Any specific suggestions? The PTX code emitted from GCC differs only in
prologue/epilogue, so whatever's broken... I think is unlikely due to this
change. I can give it another try after upgrading CUDA driver and cuda-gdb
from 7.0 to latest.
> > + sz = (sz + keep_align - 1) & ~(keep_align - 1);
>
> Use the ROUND_UP macro.
OK, thanks.
> > + fprintf (file, "\tmul%s.u32 %%fstmp1, %%fstmp0, %d;\n",
> > + bits == 64 ? ".wide" : "", bits);
>
> Use a shift.
I think mul is acceptable here: PTX JIT is handling it properly, according to
what I saw while investigating in cuda-gdb. If I used a shift, I'd also have
to introduce another instruction for a widening integer conversion in the
64-bit case. Do you insist?
> > +
> > + if (need_softstack_decl)
> > + {
> > + fprintf (asm_out_file, ".extern .shared .u64 __nvptx_stacks[];\n;");
> > + }
>
> Lose excess braces.
OK.
> > +.global .u64 %__softstack[16384];
>
> Maybe declarea as .u8 so you don't have two different constants for the stack
> size?
OK, with ".align 8" to ensure 64-bit alignment.

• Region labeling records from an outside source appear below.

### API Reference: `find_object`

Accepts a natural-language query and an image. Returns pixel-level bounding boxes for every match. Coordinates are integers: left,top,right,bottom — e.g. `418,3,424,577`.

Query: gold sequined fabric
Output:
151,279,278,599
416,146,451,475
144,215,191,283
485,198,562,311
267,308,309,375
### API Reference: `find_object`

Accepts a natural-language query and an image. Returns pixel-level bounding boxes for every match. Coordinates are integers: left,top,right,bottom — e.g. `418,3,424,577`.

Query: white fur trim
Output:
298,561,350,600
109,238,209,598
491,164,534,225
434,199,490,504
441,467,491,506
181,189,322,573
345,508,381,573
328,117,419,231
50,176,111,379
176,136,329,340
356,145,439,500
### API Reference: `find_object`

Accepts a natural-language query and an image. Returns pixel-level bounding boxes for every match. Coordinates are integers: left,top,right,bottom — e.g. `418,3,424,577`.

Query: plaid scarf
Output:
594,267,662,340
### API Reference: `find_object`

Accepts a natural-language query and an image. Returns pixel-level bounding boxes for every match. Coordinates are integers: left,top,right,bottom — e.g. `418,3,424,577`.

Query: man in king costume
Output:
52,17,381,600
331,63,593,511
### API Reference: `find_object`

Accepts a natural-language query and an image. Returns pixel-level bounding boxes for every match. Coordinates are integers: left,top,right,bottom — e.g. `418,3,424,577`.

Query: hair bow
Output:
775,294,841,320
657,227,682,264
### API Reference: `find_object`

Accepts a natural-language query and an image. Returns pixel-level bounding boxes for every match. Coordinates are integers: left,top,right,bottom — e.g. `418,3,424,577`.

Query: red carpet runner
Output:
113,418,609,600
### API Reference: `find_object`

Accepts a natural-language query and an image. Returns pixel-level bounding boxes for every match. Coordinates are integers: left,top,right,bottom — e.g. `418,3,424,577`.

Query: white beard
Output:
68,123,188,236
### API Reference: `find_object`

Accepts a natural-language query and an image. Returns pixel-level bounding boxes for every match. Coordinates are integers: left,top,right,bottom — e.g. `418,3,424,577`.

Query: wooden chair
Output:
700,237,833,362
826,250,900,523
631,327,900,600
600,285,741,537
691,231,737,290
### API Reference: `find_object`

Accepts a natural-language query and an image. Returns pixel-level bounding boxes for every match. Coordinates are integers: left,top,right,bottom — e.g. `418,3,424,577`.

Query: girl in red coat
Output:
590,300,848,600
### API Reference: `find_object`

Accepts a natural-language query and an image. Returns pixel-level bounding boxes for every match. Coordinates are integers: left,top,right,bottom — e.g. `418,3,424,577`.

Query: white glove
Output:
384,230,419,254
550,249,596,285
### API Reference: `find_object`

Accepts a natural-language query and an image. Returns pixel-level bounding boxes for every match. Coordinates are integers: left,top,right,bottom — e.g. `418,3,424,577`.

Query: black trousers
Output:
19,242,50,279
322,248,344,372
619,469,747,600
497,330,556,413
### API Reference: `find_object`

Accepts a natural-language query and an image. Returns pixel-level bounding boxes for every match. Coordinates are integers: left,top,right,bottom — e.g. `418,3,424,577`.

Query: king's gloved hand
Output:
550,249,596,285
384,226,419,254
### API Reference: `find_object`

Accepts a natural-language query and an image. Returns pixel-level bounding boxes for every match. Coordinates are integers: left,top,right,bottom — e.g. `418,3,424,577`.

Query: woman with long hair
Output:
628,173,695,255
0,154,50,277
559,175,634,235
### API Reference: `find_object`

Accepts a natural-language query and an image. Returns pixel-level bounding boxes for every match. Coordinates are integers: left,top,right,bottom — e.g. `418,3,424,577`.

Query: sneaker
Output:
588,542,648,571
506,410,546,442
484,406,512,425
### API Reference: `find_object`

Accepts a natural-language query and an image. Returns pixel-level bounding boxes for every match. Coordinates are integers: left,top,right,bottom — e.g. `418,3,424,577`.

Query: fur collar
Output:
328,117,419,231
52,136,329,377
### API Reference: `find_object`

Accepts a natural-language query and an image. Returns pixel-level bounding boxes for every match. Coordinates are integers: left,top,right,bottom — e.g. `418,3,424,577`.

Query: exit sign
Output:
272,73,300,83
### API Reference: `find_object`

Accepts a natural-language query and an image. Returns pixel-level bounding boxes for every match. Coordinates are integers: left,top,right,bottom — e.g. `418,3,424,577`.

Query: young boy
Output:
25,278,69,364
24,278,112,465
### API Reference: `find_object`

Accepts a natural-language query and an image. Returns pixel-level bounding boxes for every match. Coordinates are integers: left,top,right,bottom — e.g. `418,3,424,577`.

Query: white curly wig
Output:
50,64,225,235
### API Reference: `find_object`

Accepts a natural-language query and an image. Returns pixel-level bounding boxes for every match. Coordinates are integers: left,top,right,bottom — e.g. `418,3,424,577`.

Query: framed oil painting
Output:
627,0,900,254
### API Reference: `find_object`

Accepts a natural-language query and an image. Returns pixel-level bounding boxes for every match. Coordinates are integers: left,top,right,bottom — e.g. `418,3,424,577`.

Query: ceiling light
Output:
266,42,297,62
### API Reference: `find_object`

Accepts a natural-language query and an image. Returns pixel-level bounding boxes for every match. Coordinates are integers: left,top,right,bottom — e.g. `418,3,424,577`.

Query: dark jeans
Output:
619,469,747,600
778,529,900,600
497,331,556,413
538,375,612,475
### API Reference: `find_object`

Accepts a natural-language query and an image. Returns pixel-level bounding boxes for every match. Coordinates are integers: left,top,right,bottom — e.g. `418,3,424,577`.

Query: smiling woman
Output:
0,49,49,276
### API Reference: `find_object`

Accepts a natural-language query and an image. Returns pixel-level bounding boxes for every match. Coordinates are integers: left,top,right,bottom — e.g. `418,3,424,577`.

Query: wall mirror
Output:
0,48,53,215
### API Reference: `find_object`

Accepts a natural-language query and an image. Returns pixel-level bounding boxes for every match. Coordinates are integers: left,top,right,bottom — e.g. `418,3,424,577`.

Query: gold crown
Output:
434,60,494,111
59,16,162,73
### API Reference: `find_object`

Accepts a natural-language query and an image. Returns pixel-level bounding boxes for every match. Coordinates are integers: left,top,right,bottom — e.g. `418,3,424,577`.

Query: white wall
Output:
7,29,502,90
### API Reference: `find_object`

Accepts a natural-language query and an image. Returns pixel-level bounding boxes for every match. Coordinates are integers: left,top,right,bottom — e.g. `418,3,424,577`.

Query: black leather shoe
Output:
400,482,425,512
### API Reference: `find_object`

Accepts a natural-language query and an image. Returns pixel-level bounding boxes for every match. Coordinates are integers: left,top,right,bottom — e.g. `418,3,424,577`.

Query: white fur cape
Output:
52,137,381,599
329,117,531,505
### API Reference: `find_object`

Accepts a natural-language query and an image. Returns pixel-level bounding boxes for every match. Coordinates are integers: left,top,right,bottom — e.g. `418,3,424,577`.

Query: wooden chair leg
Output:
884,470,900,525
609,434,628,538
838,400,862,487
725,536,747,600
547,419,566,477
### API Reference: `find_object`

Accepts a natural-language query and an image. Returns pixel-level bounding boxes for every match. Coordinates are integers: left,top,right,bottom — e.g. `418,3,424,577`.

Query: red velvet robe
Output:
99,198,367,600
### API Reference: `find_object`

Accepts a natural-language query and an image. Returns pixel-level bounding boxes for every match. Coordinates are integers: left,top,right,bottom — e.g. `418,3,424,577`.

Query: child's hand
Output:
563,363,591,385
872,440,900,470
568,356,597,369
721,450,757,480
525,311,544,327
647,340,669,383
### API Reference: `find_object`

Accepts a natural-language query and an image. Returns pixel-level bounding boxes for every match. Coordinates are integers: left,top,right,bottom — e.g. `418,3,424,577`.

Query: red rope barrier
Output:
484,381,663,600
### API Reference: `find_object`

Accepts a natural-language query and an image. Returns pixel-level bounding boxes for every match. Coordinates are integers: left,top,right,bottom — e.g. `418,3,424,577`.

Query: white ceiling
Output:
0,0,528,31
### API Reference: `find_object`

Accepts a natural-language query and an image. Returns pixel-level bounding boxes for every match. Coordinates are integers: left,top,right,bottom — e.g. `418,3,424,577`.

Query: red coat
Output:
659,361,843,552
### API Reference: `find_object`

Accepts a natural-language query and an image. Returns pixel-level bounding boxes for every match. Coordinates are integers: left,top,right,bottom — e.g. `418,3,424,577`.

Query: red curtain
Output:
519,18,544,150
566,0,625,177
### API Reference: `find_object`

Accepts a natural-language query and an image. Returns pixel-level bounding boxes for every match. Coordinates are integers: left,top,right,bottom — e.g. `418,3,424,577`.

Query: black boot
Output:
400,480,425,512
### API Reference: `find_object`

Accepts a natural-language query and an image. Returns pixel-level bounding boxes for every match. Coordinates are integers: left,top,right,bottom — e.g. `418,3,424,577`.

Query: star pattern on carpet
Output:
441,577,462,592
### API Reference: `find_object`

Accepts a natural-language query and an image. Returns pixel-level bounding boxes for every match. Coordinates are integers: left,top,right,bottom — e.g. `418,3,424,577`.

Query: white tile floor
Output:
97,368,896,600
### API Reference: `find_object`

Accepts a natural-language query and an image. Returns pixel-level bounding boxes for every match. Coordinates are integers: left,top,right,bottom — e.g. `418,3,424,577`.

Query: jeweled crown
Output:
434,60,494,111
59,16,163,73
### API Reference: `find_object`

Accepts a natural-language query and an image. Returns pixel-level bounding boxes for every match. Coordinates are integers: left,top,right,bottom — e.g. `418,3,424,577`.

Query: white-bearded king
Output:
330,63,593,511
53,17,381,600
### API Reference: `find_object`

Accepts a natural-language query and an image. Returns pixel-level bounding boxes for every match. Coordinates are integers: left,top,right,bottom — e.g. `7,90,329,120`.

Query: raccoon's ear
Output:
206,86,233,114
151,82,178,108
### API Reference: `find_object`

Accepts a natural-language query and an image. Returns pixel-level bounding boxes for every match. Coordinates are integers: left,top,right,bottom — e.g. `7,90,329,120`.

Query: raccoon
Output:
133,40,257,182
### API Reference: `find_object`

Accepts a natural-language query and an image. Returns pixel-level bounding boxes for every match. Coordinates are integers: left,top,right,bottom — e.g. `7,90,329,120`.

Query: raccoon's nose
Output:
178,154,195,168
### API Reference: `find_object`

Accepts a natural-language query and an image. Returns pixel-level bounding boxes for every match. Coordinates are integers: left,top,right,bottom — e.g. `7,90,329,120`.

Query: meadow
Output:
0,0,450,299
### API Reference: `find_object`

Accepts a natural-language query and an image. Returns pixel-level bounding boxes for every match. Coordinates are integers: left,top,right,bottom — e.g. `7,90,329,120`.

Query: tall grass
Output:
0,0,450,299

> > + .reg .u64 %stackptr;
> > + mov.u64 %stackptr, %__softstack;
> > + cvta.global.u64 %stackptr, %stackptr;
> > + add.u64 %stackptr, %stackptr, 131072;
> > + st.shared.u64 [__nvptx_stacks], %stackptr;
> > +
>
> I'm guessing you have other missing pieces for setting this up for multiple
> threads.
This is crt0.s, which is linked in only for single-threaded testing with
-mmainkernel; for OpenMP, the intention is to handle it in the file that
implements libgomp_nvptx_main.
Thanks.
Alexander